Why aren’t you vulnerability scanning more often?

I’ve always been curious about companies that scan their enterprises for vulnerabilities once per quarter or even once per year. Why is this the case exactly? I’ve worked in these environments and I’ve heard all manner of excuses as to why this was an issue. “We can’t have any outages because it is a critical roll out for $project and we can’t have any downtime.” That one was always one of my favorites.

No matter what the rationale was there never failed to be an issue that would slow things down. There were several organizations that I worked in over the years that would severely constrain scanning activities to the point of abject frustration on my part. The worst of the lot only allowed for scanning once per year and only on select systems. The point of this was completely lost on me until I realized that most of the aforementioned systems would be offline for “maintenance” during the scanning windows. I finally got to the point where I would scan at off hours and figured that I would fall on my sword if I was dragged on the carpet for the inquisition.

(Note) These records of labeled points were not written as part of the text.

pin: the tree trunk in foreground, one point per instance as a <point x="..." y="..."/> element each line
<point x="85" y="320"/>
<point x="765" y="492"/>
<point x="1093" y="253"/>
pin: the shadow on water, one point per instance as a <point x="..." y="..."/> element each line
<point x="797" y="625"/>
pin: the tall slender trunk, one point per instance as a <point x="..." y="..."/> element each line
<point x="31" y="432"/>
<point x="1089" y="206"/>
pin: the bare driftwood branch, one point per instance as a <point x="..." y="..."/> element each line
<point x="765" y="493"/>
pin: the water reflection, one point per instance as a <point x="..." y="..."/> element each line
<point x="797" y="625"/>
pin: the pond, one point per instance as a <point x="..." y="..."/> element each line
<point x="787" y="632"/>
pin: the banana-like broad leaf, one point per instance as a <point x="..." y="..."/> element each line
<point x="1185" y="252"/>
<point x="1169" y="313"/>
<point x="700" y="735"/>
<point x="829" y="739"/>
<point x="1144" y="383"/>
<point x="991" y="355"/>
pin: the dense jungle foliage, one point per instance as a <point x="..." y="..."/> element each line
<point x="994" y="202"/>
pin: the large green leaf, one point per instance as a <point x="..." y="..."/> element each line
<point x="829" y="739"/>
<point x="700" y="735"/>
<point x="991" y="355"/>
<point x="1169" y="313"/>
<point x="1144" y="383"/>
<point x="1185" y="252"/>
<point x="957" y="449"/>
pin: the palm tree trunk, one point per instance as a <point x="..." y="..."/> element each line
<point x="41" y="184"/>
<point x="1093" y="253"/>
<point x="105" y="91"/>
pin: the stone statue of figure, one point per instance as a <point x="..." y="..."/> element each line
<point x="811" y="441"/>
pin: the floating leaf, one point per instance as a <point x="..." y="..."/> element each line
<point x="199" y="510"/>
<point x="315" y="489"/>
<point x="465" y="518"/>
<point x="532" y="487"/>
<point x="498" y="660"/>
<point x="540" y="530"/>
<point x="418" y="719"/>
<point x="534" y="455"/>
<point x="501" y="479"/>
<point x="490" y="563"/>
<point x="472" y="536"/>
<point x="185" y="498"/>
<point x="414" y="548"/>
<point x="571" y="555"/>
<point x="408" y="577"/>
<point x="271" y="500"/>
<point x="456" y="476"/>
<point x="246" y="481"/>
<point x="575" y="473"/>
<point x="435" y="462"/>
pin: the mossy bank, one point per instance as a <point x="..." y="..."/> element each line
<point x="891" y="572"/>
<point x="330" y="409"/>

Could have been a career limiting move in many ways but, lucky for me in panned out.

Why would you want to scan more than once a year? Yes, I know, I know. You can stop laughing. Seriously though, have you ever encountered such nonsense? As an example, patches for Microsoft related products would come out at least 12 times per year. If you are only scanning your environment once per year the delta increases to an unpleasant level. You want to reduce your risk and vulnerability scanning can help move you closer to that end.

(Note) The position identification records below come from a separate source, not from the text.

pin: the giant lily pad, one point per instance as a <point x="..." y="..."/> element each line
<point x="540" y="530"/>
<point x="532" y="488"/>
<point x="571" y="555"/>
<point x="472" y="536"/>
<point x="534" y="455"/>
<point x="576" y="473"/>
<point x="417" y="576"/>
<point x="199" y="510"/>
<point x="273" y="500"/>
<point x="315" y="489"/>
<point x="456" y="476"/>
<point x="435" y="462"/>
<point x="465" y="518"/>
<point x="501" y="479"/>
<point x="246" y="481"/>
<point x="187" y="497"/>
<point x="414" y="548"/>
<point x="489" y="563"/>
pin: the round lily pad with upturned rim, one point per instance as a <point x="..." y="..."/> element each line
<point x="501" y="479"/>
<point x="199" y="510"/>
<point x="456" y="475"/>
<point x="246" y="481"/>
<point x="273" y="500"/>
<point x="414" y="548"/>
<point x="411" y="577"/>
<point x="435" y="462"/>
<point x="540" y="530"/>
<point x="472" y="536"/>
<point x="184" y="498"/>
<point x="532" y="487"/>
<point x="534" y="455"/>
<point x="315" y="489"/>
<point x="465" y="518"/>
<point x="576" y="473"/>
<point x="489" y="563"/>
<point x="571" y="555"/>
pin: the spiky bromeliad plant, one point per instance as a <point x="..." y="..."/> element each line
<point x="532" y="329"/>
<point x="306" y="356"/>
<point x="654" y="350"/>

The increased scanning frequency will add some load to your network but, in this day and age, the load shouldn’t be such that you notice any appreciable degradation in service. The side effect being, that as you ramp up the frequency of scans, you will most likely find more issues that need to be remediated. The “show me the money” moment can be found in successfully reducing the number of vulnerabilities on your mitigations list.

Is there heavy lifting involved in the remediation aspect? Well, if you have been relegated to an annual environment scan you can be damn sure that you will have a lot of work to do. Approach this in a manner of tackling the top 10 on your list first and work your way down. This will also go a long way to demonstrating to auditors that you have a plan to address the problems on your network.

Is vulnerability scanning a silver bullet? Absolutely not. Sorry, did I stutter? It will find the low hanging fruit that really should not be there in the first place. The more of these issues that you can tackle, the better off your organization will be in the long run. Lather, rinse, repeat until your network is squeaky clean…or at least, smelling better.